Da Piazza Toscana (Porta Vescovo)

 

Il Coordinamento migranti di Verona, il comitato immigrati in italia insieme al sindacato di base Cub e Cobas e al comitato primo marzo organizzano per martedì 1° marzo una manifestazione a Verona con partenza alle ore 13,30 da P.zza Toscana.

 

Dopo la rivolta degli immigrati a Rosarno a gennaio 2010 , la lotta del 01 marzo 2010, lo sciopero degli immigrati del 29 ottobre 2010 e le lotte di Brescia e di Milano riprendiamo una iniziativa a carattere nazionale con una manifestazione a Verona per martedì 1° marzo per tenere la guardia alta nei confronti di chi vuole far dimenticare la sanatoria truffa.

 

                                Rivendichiamo:

       Asilo politico ai rifugiati in fuga dalle guerre, dalla fame e dalle dittature.

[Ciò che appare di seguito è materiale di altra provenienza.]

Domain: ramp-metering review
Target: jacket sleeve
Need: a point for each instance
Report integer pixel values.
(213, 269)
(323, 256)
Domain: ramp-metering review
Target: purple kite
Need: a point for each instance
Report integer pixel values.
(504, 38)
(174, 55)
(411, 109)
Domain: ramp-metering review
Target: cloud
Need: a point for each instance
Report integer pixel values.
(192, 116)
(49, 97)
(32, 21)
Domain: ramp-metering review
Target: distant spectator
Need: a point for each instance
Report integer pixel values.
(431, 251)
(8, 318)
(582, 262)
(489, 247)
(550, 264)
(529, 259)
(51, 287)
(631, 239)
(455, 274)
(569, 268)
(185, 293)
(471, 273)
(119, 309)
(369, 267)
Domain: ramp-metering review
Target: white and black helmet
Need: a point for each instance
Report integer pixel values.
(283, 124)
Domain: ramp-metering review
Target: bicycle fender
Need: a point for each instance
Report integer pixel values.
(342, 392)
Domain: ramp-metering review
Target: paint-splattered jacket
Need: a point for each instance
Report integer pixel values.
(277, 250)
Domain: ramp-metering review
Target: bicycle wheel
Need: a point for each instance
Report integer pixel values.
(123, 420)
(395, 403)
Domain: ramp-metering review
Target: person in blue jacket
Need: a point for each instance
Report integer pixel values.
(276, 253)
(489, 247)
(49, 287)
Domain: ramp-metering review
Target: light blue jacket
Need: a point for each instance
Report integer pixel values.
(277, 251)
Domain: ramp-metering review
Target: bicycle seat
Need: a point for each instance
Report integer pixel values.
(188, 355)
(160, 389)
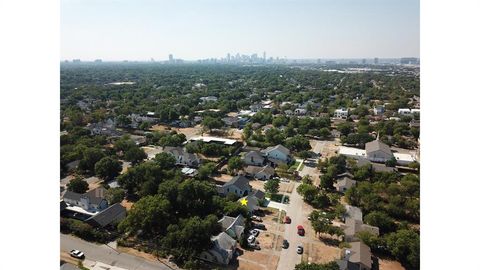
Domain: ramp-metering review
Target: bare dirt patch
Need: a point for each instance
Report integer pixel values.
(389, 265)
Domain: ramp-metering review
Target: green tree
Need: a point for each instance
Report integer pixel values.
(405, 246)
(90, 157)
(115, 195)
(380, 219)
(164, 160)
(272, 186)
(135, 155)
(108, 168)
(150, 215)
(235, 164)
(77, 185)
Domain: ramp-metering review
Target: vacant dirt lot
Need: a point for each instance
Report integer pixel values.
(390, 265)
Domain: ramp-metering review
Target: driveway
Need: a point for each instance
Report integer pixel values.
(107, 255)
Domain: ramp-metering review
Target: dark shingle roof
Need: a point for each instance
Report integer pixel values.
(239, 181)
(377, 146)
(108, 215)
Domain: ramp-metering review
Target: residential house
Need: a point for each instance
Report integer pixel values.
(357, 257)
(238, 185)
(233, 226)
(404, 111)
(278, 152)
(231, 121)
(92, 201)
(108, 217)
(254, 201)
(223, 250)
(341, 113)
(353, 212)
(344, 184)
(353, 226)
(262, 173)
(300, 111)
(182, 157)
(378, 151)
(254, 158)
(379, 110)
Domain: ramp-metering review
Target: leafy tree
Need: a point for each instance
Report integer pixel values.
(405, 246)
(298, 143)
(150, 216)
(164, 160)
(115, 195)
(90, 157)
(135, 155)
(108, 168)
(205, 171)
(235, 163)
(345, 128)
(272, 186)
(385, 223)
(77, 185)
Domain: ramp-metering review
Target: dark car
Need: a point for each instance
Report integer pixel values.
(259, 226)
(77, 254)
(300, 230)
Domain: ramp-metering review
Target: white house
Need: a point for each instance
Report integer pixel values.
(377, 151)
(341, 113)
(278, 152)
(222, 251)
(404, 111)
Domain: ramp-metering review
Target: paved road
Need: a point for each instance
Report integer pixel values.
(107, 255)
(289, 257)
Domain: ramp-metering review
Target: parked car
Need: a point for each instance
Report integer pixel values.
(254, 232)
(300, 230)
(77, 254)
(256, 218)
(259, 226)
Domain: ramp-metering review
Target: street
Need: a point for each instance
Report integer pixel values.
(107, 255)
(289, 257)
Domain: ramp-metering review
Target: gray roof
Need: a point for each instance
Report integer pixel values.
(95, 196)
(254, 155)
(108, 215)
(278, 147)
(353, 212)
(224, 241)
(377, 145)
(360, 253)
(239, 181)
(346, 182)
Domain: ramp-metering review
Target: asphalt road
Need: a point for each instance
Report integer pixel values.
(289, 257)
(107, 255)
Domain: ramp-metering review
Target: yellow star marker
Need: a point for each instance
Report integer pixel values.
(244, 201)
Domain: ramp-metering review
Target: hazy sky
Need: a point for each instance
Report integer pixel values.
(197, 29)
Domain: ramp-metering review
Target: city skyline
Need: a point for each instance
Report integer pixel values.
(116, 30)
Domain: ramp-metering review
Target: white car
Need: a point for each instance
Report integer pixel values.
(77, 254)
(255, 232)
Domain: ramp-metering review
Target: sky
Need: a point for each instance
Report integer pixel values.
(114, 30)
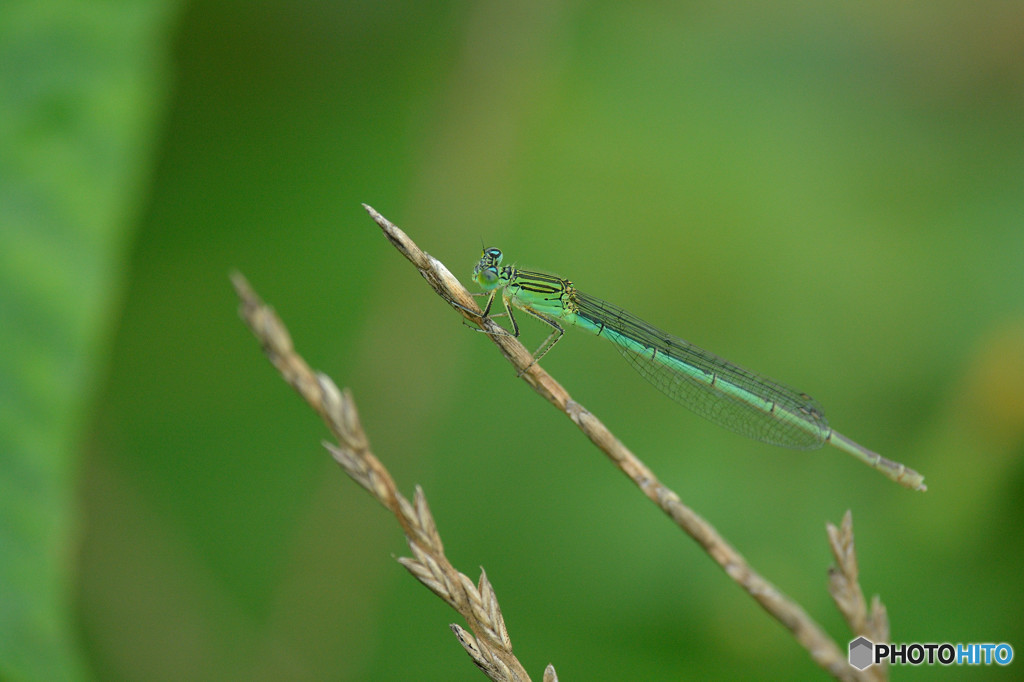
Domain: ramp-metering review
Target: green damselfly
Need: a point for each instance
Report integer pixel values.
(725, 393)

Permesso di soggiorno per tutti quelli che hanno pagato per la sanatoria 2009

Diritto di voto agli immigrati che risiedono in Italia da più di 5 anni.

Cittadinanza ai nati in Italia.

Prolungamento del permesso di soggiorno per chi ha perso il lavoro.

Contro il ritardo del consegno del permesso di soggiorno.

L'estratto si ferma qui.